While changing a package name, for instance, the compiler is run several times and produces a number of files. These files, however, are intermediate garbage since the package name changed after all.

More severely, the old garbage files may lead to successful module imports.

Submitted by Sebastian Erdweg on 13 April 2011 at 11:51

On 13 April 2011 at 11:51 Sebastian Erdweg tagged compiler

On 13 April 2011 at 17:45 Tillmann Rendel commented:

I see two implementation options here:

  1. We could support an explicit clean operation which would delete all compilation results.
  2. We could track which source file was used to create a compilation result, and delete the compilation result when that source file is changed.

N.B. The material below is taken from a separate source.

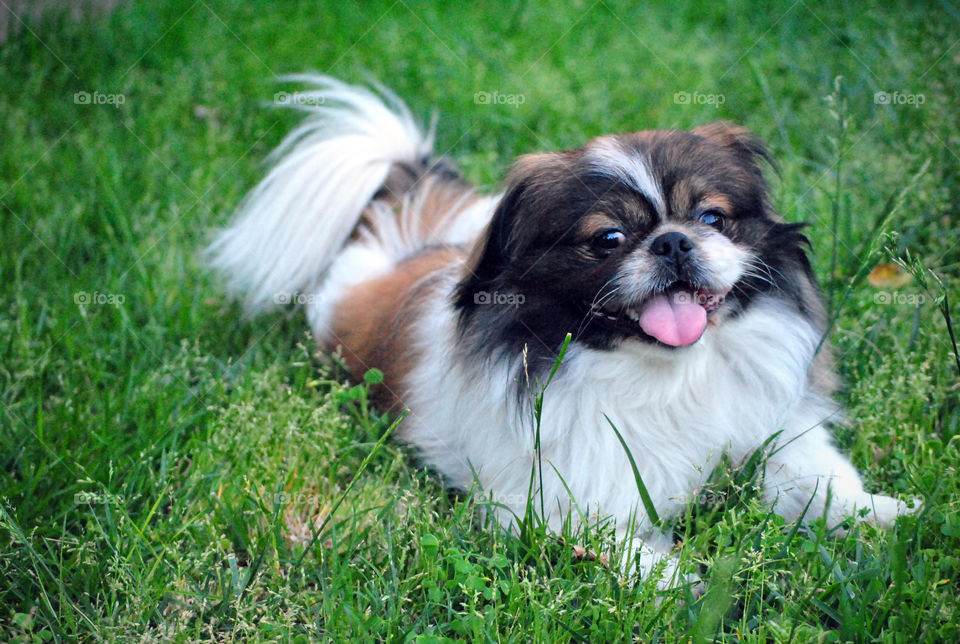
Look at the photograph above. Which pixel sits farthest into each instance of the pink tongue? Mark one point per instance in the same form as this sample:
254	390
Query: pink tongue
676	320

IIUC, Eclipse for Java implements solution (1).

Our situation is different from Java, though: In Java, parsing and building are different, and only building produces files which can become outdated. In SugarJ, parsing and building are the same (or aren’t they?), and we therefore produce compilation results much more often.


On 4 June 2011 at 14:45 Sebastian Erdweg closed this issue.

On 4 June 2011 at 14:45 Sebastian Erdweg commented:

Implemented (2) from second post.

For each input file “abc/xyz.sugj” a file “bin/abc/xyz.gen” is generated, which lists the file names of all generated files. On recompilation, the listed files are deleted.